The truth is we don’t need nationals at 12U. It is way too young to be led down the wrong path. In fact I am not so sure we need them at all in any age group. Canada, the leading hockey playing country in the world, and one that we often look to for guidance, doesn’t have national championships. They seem to get along just fine without it. So all in all, a good move by USA Hockey. One that is better for the game and the players playing it.

The Locker Room
The second significant change from USA Hockey this year is the new Locker Room Supervision policy that addresses the concern with "locker room activities between minor players; minor players and adult players; adults being left alone with individual minor players in locker rooms; and with non-official or non-related adults having unsupervised access to minor participants at sanctioned team events."

This also could very well be called the "CYA Policy" (and that doesn’t stand for Chicago Young Americans). Or it could just as easily be called the "Uncommon Sense Policy" because I really am starting to believe that common sense is not common at all.

I "get" why USA Hockey is introducing the policy. It has to be something that they are telling people to adhere to. Some lawyers live for opportunities presented when policies aren’t spelled out. What is scary is that there actually are some people who have to be told. The wording of the policy is a little vague and maybe intentionally-so to be open to interpretation. Does an adult actually have to be in the locker room supervising? Or just outside the door? Maybe I am dense, or maybe I just don’t want to believe they are actually mandating that an adult needs to be in the room at all times.
Sorry, I am a little old-school on this one. I firmly believe that the locker room is a sacred place. A place for the team. A place for the individuals on a team to interact and grow together.

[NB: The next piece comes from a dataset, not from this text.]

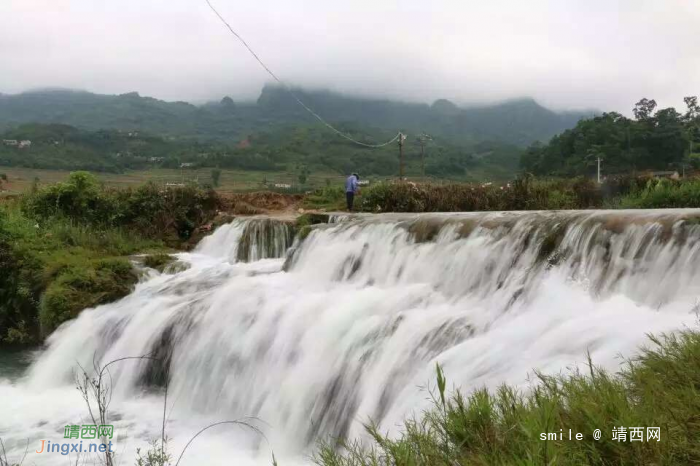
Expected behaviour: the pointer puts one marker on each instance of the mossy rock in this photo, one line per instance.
(76, 288)
(158, 261)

For kids, it should be a place where adult supervision is not necessary. Absolutely coaches should lay the ground rules of what is expected and what is unacceptable in the locker room. Absolutely coaches should be a presence, in and out of the locker room like a cop walking the beat. But they don’t need to be there all of the time. They can guard the door and pop in and out as necessary.
We have to give kids some space to grow and experience things for themselves. We can’t be constantly smothering and micro-managing and nit-picking. We have to let them figure some things out for themselves. What safer place is there to do that than in a locker room?

For younger kids, there might be a greater reason to have more presence to help them with equipment. But I also know that young kids can do incredible things (like dress and undress themselves in hockey equipment) if we let them. Probably not tighten their own skates, but they can even do that at 9 and 10-years old if we actually let them do it.